/jumpDB

A simple, embedded key-value store written in Python

Primary LanguagePythonBSD 2-Clause "Simplified" LicenseBSD-2-Clause

JumpDB

JumpDB is a simple, embedded key-value store that exploits Sorted String Tables.

Here's a tutorial which goes a little more in-depth into how it works.

Install

pip3 install jumpDB

Usage

from jumpDB import DB

db = DB()
db["k1"] = "v1"
db["k2"] = "v2"
del db["k2"]
assert db["k1"] == "v1"
assert "k2" not in db

API

  • get(key) => Finds the corresponding value to the given key

  • set(key, value) => Insert the entry into the db

  • delete(key) => Deletes the key from the db

  • contains(key) => Checks if the given key is present in the db

  • flush() => Explicitly write data to disk

Design & Implementation

The design is essentially a simplified version of levelDB.

Insert

Every write is initially inserted into an in-memory data structure (typically called "memtable") -- in this case, a red-black tree.

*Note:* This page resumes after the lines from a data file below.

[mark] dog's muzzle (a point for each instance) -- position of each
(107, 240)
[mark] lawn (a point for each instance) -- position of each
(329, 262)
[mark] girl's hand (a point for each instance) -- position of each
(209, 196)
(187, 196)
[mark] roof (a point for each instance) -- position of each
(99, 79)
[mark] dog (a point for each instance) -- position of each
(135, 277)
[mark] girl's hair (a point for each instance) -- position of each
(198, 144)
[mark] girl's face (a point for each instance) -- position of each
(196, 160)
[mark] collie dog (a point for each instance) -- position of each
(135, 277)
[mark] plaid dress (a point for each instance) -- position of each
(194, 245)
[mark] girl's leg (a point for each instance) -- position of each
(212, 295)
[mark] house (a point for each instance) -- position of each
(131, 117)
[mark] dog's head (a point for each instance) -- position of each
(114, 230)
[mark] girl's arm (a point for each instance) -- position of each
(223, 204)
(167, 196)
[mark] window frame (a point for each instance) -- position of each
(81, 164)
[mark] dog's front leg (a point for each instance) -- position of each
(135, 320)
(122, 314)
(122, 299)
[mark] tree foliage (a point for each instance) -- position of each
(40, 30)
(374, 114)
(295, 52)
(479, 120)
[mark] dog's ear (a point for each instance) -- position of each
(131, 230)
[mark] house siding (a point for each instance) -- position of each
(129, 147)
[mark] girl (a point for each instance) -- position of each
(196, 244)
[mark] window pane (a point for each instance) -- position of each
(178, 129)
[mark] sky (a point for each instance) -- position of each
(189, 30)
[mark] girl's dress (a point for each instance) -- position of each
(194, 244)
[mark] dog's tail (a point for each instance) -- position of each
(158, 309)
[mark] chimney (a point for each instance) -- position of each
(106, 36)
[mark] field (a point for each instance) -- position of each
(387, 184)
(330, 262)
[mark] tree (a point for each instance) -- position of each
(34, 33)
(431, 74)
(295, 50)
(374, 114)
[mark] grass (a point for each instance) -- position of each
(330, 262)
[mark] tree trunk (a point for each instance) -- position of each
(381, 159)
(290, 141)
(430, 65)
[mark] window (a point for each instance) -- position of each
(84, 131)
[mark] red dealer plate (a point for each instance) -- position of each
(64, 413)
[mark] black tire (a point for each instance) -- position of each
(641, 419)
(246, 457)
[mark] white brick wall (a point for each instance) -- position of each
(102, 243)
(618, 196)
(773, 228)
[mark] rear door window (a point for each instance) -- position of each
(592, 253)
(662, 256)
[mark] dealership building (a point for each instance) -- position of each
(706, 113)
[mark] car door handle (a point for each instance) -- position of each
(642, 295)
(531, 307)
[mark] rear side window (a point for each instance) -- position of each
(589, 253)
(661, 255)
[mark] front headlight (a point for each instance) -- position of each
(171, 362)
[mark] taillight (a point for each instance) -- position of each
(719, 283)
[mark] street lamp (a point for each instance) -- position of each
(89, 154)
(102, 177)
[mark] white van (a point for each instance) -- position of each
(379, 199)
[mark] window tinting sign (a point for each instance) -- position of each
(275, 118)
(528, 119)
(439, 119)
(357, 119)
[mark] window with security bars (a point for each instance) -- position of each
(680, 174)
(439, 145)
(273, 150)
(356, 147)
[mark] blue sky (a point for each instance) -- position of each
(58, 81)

When the memtable's size exceeds a certain threshold, all entries are written out into a segment file. Exploiting the properties of a red-black BST, we can ensure all entries will be efficiently written in sorted order. The resulting file is immutable and called a sorted-string table (SST).

Whilst performing the above write, we also maintain a sparse index table, keeping track of the file offset of every in 1 in x entries.

Read

When a read comes in, we first look into the memtable for the corresponding k-v pair; if it doesn't exist, we look at the closest entry (by key) in the sparse table. We jump to the file offset of that entry and then linearly scan forwards until we find the desired key-value pair. This works only because the SST is sorted by key.

Periodically, the SST segments are merged (also called "compaction"). This ensures a reduction in memory footprint as the resulting merged segments(s) would only hold the most recent entries.

An addition optimisation includes the use of bloom-filters to check if a key is not present in the DB. This saves us from performing heavy disk reads for keys that haven't been inserted into the db.

Tests

Run pytest -v

License

BSD 2-Clause License